I had made a mistake in understanding what gave meaning and purpose to my life. I had been saved since I was five, so of course God had a hold of my life, and my ticket was punched to heaven. But somewhere along the way, I had demoted my legacy as a daughter of the King to irrelevance in search of one built with my own effort. While they were trophies worth pursuing in the eyes of my post-modern American family, friends, and community, the worth they had given me was fleeting and fragile, sure to fizzle over time with aging or immediately by accident or disease. My house built on the sand had shattered the night of my stroke. In the days that followed, I had been grasping desparately to reclaim even the smallest pieces of wood remaining of the super-functional person I had once been. But despite my frantic efforts, what I was able to slowly rebuild felt unfamiliar and unrecognizable. I felt lost. My self worth was gone.
While I could hide my cognitive deficits over time with vision therapy and workarounds for memory, I knew in my heart I couldn’t, and shouldn’t be rebuilding my identity on the sand. It was time to learn who I was without any of the accolades I had accomplished in my life. I needed to learn, know, and come to authentically believe who I was and whose I was, to give my life meaning that could outlast any threat or destruction of my human condition. My life needed value that would outlast my time on this earth. The only choice I had was to embrace my identity through the eyes of God and reclaim the title He had given me, His precious daughter, the moment I believed all those years ago in that humble Sunday School classroom.

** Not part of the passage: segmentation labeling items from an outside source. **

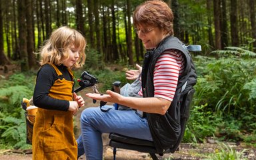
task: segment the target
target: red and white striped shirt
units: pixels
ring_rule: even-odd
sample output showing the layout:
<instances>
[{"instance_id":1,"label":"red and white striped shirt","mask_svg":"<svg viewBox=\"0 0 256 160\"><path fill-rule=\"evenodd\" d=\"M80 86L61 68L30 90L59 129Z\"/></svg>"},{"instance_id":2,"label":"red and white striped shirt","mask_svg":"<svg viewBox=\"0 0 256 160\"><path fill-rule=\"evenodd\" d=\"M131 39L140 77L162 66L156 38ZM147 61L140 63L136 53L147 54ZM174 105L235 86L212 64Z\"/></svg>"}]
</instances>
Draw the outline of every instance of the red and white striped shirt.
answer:
<instances>
[{"instance_id":1,"label":"red and white striped shirt","mask_svg":"<svg viewBox=\"0 0 256 160\"><path fill-rule=\"evenodd\" d=\"M169 49L161 54L155 65L153 81L155 97L172 101L175 93L179 75L184 70L184 59L181 51ZM142 89L138 94L142 96Z\"/></svg>"}]
</instances>

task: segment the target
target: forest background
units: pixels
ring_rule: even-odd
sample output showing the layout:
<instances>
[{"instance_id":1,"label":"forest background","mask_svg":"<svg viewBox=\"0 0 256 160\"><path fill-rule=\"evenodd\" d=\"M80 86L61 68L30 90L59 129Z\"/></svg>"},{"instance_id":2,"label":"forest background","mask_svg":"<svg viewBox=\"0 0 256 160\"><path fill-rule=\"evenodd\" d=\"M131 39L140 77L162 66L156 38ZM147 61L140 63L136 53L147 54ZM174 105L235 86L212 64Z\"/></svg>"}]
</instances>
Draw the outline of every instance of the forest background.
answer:
<instances>
[{"instance_id":1,"label":"forest background","mask_svg":"<svg viewBox=\"0 0 256 160\"><path fill-rule=\"evenodd\" d=\"M20 102L33 95L39 67L35 53L58 27L85 35L83 69L104 81L102 91L117 79L127 83L123 70L141 65L145 51L131 19L143 1L0 0L0 147L25 146ZM183 141L201 143L211 137L255 145L255 1L165 1L174 13L175 36L202 47L191 53L198 82ZM11 65L15 68L8 76ZM113 65L119 67L108 67Z\"/></svg>"}]
</instances>

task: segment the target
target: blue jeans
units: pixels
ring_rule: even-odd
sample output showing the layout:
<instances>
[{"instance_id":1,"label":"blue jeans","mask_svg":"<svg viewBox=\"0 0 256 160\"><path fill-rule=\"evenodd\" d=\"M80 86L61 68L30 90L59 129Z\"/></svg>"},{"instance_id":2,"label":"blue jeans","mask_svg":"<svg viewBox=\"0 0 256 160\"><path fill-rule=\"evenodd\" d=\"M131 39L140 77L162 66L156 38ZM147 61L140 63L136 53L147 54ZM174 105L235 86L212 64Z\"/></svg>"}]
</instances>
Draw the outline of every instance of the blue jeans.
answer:
<instances>
[{"instance_id":1,"label":"blue jeans","mask_svg":"<svg viewBox=\"0 0 256 160\"><path fill-rule=\"evenodd\" d=\"M140 117L134 110L115 110L107 112L99 107L87 108L81 115L81 135L77 139L78 155L85 153L86 159L103 159L103 133L116 133L139 139L153 141L146 118Z\"/></svg>"}]
</instances>

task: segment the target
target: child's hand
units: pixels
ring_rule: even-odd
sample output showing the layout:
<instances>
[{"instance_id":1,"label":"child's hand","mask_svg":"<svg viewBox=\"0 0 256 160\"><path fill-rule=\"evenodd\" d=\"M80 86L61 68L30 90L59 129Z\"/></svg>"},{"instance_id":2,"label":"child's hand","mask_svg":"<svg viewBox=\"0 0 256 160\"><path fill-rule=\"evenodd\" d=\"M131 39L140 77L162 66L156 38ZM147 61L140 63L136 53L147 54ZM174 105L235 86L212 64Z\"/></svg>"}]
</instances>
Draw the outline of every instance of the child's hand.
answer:
<instances>
[{"instance_id":1,"label":"child's hand","mask_svg":"<svg viewBox=\"0 0 256 160\"><path fill-rule=\"evenodd\" d=\"M77 94L74 92L73 93L73 99L77 102L79 108L85 106L85 101L81 95L77 95Z\"/></svg>"},{"instance_id":2,"label":"child's hand","mask_svg":"<svg viewBox=\"0 0 256 160\"><path fill-rule=\"evenodd\" d=\"M69 111L73 112L75 114L79 109L79 105L77 101L69 101Z\"/></svg>"}]
</instances>

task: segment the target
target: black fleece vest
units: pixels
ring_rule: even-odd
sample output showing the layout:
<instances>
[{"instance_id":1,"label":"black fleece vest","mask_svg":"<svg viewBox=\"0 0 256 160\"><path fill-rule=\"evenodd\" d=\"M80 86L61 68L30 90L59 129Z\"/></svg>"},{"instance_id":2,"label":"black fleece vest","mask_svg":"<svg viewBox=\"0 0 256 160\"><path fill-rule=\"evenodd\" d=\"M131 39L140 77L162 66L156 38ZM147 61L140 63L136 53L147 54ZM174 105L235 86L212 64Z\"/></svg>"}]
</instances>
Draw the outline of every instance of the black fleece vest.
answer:
<instances>
[{"instance_id":1,"label":"black fleece vest","mask_svg":"<svg viewBox=\"0 0 256 160\"><path fill-rule=\"evenodd\" d=\"M165 37L155 50L145 53L141 74L143 97L154 97L153 71L159 56L164 51L175 49L183 54L185 68L179 77L178 84L173 100L165 115L146 113L154 144L159 152L171 150L173 153L179 146L181 136L180 100L185 92L195 85L197 75L192 59L184 44L173 36ZM186 83L187 82L187 83ZM182 89L183 85L185 87ZM183 91L181 91L183 90Z\"/></svg>"}]
</instances>

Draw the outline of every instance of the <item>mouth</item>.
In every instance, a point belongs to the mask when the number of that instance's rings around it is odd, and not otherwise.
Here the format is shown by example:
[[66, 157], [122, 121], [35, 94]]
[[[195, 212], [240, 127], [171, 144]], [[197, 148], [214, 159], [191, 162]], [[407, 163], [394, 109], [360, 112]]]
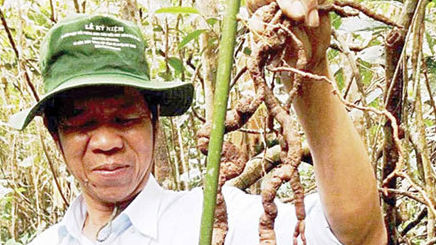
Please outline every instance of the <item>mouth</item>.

Last week I had the opportunity to show my high school aged daughter a college campus she wished to attend, and we talked excitedly about all of the opportunities open to her because of her early successes in academics and athletics. But I didn’t end the conversation there, because I didn’t want her to make the same mistake I did at her age, putting all of her worth into her efforts, her triumphs, and her "brand." So I gently reminded her that her value, God’s love for her, and mine as well, would always be there, the firm foundation from which she could freely use her talents for God’s glory. Service to others as she effectively lives out God's plan and purpose for her life with significance that will last for all of eternity. Just like the words to the song from Rachel Lampa, when we have a personal relationship with our Savior, we are already “Somebody to You.” It's the only thing in this world that can never be taken from us. When we embrace our position in Christ as the foundation of our identity, only then we are free to pursue the work that God has uniquely designed each of us to accomplish for His glory.
Jill Murphy is a Doctor of Physical Therapy and founder of MotionWorks Physical Therapy and an advocate for patient-centered care. A Christian mom of three, she survived a seven year journey through the broken American healthcare system in search for an answer to a heart arrhythmia that appeared during pregnancy. A stroke, open heart surgery for constrictive pericarditis, and several other surgeries later, Jill is telling her story of unfailing resilience in her upcoming book, Doctor Heal Thyself.
Having grown up on a dairy farm 40 minutes from Lambeau Field, Jill is an avid Green Bay Packers and Wisconsin Badgers fan, and is up for any activity with her three children, including walking, biking, throwing the football around, hiking in scenic locales, gardening, playing piano, singing, and coaching a middle school basketball game or two.